Die Wahl war eine schwere Schlappe für den linken Präsidenten Gabriel Boric. Die von ihm und seiner Regierung unterstützte Liste Unidad Para Chile kann 17 Vertreter in das Gremium entsenden (27,4 Prozent der Stimmen). Insgesamt hatten sich 350 Kandidatinnen und Kandidaten auf 5 Listen um die Sitze in der Versammlung beworben.

Neuer Anlauf – Ausgang ungewiss

Eine Expertenkommission arbeitet bereits seit März an einem Entwurf für ein neues Grundgesetz, ab Juni soll dann der Verfassungsrat über den Text beraten. Es ist bereits der zweite Versuch, dem südamerikanischen Land eine neue Verfassung zu geben. Die aktuelle Verfassung aus den 1980er Jahren stammt noch aus der Zeit der Militärdiktatur unter General Augusto Pinochet. Die Aufgaben des Staates sind darin auf ein Minimum reduziert, das Bildungs-, Gesundheits- und Rentensystem weitgehend privatisiert.

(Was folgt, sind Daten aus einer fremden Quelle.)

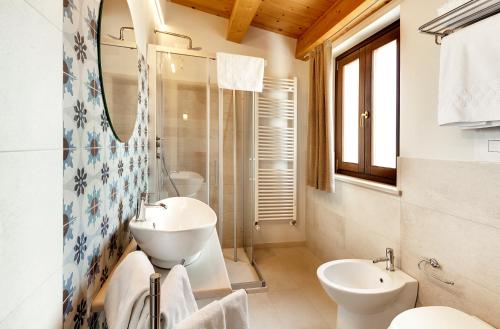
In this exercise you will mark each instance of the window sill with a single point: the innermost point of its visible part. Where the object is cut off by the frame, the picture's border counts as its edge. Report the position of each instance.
(388, 189)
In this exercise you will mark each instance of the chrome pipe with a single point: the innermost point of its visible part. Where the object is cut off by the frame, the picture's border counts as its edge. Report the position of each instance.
(154, 303)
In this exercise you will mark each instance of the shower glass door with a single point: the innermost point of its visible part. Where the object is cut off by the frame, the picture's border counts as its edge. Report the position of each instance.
(182, 130)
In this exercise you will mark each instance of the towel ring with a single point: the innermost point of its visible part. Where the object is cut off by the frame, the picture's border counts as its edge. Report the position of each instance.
(435, 264)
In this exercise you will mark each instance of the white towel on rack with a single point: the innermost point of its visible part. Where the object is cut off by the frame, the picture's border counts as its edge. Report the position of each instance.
(209, 317)
(450, 5)
(177, 300)
(240, 72)
(126, 303)
(469, 82)
(235, 308)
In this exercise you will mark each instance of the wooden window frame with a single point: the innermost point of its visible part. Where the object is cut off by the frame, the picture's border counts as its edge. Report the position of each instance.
(364, 52)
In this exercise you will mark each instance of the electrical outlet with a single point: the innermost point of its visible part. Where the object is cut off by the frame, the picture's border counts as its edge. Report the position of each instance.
(494, 145)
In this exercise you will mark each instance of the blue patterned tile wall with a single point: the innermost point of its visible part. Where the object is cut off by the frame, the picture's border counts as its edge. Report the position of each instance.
(102, 176)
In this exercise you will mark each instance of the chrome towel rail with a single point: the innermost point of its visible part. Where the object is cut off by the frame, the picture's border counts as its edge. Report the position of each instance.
(154, 303)
(462, 16)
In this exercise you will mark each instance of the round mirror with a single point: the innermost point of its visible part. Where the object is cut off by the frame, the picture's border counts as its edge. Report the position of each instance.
(118, 67)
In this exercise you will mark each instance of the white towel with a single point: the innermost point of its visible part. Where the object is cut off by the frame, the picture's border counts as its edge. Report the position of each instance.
(450, 5)
(209, 317)
(177, 300)
(127, 303)
(240, 72)
(469, 82)
(235, 307)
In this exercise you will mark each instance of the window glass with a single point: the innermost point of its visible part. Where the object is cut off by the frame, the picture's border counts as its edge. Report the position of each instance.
(384, 107)
(350, 107)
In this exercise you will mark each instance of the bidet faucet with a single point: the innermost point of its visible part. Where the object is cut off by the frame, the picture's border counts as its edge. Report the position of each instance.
(388, 259)
(142, 204)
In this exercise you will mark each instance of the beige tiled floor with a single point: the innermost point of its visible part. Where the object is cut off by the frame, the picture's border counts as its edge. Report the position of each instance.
(295, 299)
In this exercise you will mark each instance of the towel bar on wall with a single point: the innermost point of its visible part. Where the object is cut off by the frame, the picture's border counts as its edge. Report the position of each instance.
(275, 159)
(462, 16)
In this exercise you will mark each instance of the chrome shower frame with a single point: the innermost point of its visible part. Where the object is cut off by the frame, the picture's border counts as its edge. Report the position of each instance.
(153, 139)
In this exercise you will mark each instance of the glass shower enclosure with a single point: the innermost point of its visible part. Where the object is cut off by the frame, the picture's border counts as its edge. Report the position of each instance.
(204, 148)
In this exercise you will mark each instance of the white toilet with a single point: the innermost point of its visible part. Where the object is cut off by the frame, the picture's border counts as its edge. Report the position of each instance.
(437, 317)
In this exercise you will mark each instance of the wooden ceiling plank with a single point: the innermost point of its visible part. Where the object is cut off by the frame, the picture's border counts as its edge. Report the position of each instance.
(280, 25)
(215, 7)
(339, 19)
(241, 18)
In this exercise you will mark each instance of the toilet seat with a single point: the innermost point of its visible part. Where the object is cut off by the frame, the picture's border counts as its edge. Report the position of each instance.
(437, 317)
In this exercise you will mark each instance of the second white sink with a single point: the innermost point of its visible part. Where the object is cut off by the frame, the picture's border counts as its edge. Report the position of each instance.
(177, 233)
(368, 296)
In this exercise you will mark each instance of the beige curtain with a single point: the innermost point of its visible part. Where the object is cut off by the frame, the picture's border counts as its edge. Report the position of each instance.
(319, 132)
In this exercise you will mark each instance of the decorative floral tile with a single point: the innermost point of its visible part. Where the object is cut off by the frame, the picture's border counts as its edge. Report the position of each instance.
(102, 176)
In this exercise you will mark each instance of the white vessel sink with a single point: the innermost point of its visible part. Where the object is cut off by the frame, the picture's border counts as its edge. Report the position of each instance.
(368, 296)
(177, 233)
(187, 182)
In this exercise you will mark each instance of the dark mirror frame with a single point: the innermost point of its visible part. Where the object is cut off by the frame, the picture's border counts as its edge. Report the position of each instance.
(101, 80)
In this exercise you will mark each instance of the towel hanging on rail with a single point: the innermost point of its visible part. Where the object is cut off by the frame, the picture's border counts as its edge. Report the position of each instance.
(238, 72)
(469, 82)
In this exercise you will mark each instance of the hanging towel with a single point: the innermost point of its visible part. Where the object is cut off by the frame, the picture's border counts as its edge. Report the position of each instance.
(235, 307)
(469, 82)
(177, 300)
(127, 299)
(209, 317)
(450, 5)
(240, 72)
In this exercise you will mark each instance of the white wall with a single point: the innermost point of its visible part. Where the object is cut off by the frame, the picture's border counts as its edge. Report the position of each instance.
(447, 208)
(208, 31)
(30, 164)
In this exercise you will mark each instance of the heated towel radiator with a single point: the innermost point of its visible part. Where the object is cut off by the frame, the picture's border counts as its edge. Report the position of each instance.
(276, 152)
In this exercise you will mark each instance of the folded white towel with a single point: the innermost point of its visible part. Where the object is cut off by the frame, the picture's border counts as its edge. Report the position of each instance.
(240, 72)
(235, 308)
(127, 301)
(209, 317)
(177, 300)
(469, 82)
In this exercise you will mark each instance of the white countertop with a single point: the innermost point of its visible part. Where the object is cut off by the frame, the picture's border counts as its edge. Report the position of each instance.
(208, 275)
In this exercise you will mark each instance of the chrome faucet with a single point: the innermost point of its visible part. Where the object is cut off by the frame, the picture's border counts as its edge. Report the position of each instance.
(142, 204)
(388, 259)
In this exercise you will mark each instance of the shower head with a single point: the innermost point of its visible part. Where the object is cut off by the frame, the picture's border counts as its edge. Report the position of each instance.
(113, 37)
(190, 41)
(122, 31)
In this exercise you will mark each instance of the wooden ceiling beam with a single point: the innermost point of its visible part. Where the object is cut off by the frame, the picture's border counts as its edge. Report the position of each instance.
(241, 17)
(341, 17)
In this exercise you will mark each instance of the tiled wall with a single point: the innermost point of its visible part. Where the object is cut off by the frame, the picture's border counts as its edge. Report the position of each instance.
(449, 210)
(30, 164)
(102, 176)
(353, 222)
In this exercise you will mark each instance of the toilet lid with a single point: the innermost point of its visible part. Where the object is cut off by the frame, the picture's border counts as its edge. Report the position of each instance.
(437, 317)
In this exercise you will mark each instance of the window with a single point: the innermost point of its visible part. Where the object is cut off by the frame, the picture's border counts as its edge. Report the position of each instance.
(367, 108)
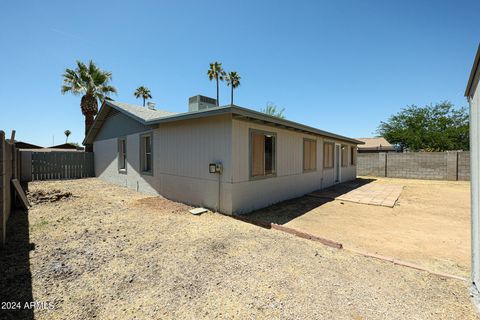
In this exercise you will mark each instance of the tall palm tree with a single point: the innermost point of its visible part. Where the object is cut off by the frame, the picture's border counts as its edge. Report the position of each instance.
(216, 72)
(233, 80)
(92, 83)
(142, 92)
(67, 134)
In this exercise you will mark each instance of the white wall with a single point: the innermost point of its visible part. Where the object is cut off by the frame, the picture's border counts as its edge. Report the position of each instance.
(290, 180)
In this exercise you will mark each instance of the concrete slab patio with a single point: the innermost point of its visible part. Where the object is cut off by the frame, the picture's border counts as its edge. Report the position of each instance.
(364, 191)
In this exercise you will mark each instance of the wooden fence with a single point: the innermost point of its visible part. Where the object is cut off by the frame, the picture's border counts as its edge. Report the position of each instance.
(56, 165)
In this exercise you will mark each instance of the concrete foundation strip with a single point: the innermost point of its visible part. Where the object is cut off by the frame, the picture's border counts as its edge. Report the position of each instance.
(305, 235)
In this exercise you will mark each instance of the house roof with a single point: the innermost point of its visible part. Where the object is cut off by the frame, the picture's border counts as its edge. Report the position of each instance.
(375, 143)
(156, 117)
(473, 80)
(65, 146)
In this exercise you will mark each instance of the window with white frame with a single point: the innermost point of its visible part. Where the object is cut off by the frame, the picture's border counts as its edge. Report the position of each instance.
(353, 156)
(146, 154)
(122, 155)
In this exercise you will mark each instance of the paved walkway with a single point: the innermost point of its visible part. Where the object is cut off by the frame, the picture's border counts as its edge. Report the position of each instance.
(360, 192)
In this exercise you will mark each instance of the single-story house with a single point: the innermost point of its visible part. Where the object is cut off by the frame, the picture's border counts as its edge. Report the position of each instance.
(375, 145)
(229, 158)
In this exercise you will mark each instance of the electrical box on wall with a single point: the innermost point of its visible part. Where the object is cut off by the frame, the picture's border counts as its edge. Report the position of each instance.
(215, 168)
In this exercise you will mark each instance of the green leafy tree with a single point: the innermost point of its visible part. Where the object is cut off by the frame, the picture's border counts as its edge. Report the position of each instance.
(216, 73)
(233, 80)
(271, 109)
(67, 134)
(439, 127)
(144, 93)
(93, 84)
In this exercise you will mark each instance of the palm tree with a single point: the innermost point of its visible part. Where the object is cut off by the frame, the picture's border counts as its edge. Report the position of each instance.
(142, 92)
(67, 133)
(216, 72)
(92, 83)
(233, 80)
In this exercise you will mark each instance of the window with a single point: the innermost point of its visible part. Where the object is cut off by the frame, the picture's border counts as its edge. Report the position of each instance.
(328, 155)
(309, 155)
(122, 155)
(353, 156)
(146, 160)
(262, 153)
(344, 155)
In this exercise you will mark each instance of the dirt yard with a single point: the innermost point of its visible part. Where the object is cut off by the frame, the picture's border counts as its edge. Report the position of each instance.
(429, 225)
(106, 252)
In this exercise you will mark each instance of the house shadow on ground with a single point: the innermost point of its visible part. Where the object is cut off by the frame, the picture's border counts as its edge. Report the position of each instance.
(286, 211)
(15, 275)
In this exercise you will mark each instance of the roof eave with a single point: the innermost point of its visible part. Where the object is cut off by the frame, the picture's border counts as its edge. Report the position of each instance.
(473, 73)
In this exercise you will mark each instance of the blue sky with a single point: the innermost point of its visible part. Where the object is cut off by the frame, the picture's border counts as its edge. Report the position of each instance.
(342, 66)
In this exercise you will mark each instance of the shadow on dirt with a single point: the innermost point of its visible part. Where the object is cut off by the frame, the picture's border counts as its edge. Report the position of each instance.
(15, 275)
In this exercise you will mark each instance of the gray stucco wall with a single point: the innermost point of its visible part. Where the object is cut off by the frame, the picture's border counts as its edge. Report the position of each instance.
(416, 165)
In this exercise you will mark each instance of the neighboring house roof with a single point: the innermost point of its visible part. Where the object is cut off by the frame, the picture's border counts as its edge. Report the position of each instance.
(375, 143)
(155, 117)
(474, 75)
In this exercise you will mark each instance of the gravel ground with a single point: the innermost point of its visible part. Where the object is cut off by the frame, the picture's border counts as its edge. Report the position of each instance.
(110, 253)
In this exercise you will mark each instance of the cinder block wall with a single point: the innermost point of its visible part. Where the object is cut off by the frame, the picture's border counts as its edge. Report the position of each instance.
(416, 165)
(7, 172)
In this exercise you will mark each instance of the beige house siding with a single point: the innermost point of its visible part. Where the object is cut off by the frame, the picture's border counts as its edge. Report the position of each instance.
(290, 181)
(181, 154)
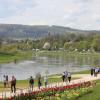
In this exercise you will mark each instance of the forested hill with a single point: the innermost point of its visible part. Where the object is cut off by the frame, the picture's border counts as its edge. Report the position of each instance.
(39, 31)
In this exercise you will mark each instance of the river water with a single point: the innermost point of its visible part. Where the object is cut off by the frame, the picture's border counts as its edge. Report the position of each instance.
(50, 65)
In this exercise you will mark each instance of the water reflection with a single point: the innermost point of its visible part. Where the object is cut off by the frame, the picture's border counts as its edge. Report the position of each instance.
(22, 70)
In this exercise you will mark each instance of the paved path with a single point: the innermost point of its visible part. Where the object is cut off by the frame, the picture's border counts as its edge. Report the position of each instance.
(82, 78)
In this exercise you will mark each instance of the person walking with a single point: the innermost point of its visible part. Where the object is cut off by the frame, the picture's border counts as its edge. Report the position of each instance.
(31, 83)
(46, 80)
(66, 76)
(69, 76)
(39, 82)
(4, 81)
(63, 76)
(7, 83)
(13, 84)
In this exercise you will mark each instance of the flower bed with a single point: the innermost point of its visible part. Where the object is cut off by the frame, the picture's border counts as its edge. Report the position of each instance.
(56, 93)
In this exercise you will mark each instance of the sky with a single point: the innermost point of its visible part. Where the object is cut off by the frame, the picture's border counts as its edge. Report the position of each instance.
(79, 14)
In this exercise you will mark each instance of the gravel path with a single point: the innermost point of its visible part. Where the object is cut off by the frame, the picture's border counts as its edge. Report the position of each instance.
(82, 78)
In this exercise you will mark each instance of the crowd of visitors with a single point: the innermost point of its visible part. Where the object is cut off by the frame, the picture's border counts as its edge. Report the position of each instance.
(66, 77)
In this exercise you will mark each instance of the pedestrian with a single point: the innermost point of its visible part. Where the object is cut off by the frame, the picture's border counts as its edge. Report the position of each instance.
(7, 80)
(92, 71)
(46, 80)
(63, 76)
(39, 82)
(66, 76)
(4, 81)
(69, 76)
(96, 72)
(13, 84)
(31, 83)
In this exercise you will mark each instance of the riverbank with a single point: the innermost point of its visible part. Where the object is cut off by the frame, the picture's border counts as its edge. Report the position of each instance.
(23, 55)
(24, 84)
(84, 78)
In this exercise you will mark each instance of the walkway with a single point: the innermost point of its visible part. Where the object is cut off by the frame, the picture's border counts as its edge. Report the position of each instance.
(83, 78)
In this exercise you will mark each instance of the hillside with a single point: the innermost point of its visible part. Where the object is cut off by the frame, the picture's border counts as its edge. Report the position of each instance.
(39, 31)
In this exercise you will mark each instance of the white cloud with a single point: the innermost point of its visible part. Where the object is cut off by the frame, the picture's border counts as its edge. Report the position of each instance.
(84, 14)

Chiles Präsident Gabriel Boric

Schon zum zweiten Mal musste das Regierungslager um Präsident Gabirel Boric im Ringen um eine neue Verfassung eine herbe Niederlage einstecken

Die Abschaffung der alten Verfassung war eine zentrale Forderung der großen Sozialproteste von 2019. Daraufhin arbeitete eine verfassungsgebende Versammlung von 2021 bis 2022 ein neues Grundgesetz aus. Bei einem Referendum im vergangenen Jahr lehnten die Chilenen die neue Verfassung allerdings mit großer Mehrheit ab. Die neue Verfassung hätte ein Recht auf Wohnraum, Bildung und Gesundheit garantiert, eine Frauenquote von 50 Prozent in allen Staatsorganen festgeschrieben und den indigenen Gemeinschaften ein Selbstbestimmungsrecht eingeräumt. Das ging Beobachtern zufolge vielen Menschen in dem konservativen Land zu weit.

Vertreter der politischen Rechten hatten sich kaum an der Ausarbeitung der neuen Verfassung beteiligt und beim Referendum dann für eine Ablehnung des Vorschlags geworben. Nachdem sie nun die Mehrheit im Verfassungsrat gewonnen haben, müssen sie sich aber mit dem Thema beschäftigen.